Acacia comans is a species of flowering plant in the family Fabaceae and is endemic to an area along the west coast Western Australia. It is a spreading shrub with hairy branchlets, sessile, widely elliptic to oblong phyllodes, usually spherical heads of yellow flowers, and linear leathery pods.

==Description==
Acacia comans is a spreading shrub that typically grows to a height of 0.3–2 m and has terete, slightly ribbed branchlets that are densely covered with straight, spreading hairs. Its phyllodes are sessile, widely elliptic to oblong, 3.5–9 mm long, 1.5–5 mm wide and sharply pointed with three or four main veins and a gland 1.5–3.5 mm above the base of the phyllodes. There are needle-shaped stipules 1.5–2.3 mm at the base of the phyllodes. The flowers are borne in one or two spherical heads in axils on peduncles 5–15 mm long, each head 4.0–4.5 mm in diameter with 25 to 36 yellow flowers. Flowering occurs from June to September and the pods are linear, leathery, up to 45 mm long and 4–5 mm wide and raised over the seeds.

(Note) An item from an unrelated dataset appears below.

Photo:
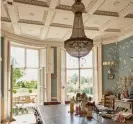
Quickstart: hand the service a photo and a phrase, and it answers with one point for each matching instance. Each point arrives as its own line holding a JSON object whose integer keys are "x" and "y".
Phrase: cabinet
{"x": 125, "y": 105}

The seeds are mottled brown, oval to more or less circular, about 3 mm long with a helmet-shaped aril.

==Taxonomy==
Acacia comans was first formally described in 1904 by William Vincent Fitzgerald in the Journal of the West Australian Natural History Society from specimens he collected near Arrino in 1903. The specific epithet (comans) means 'hairy'.

==Distribution==
This species of wattle occurs from near Geraldton in the north to around Coorow in the south where it is grows on sandplains in sandy soils in the Avon Wheatbelt, Geraldton Sandplains and Yalgoo bioregions in the west of Western Australia.

==Conservation status==
"Acacia comans" is listed as "not threatened" by the Government of Western Australia Department of Biodiversity, Conservation and Attractions.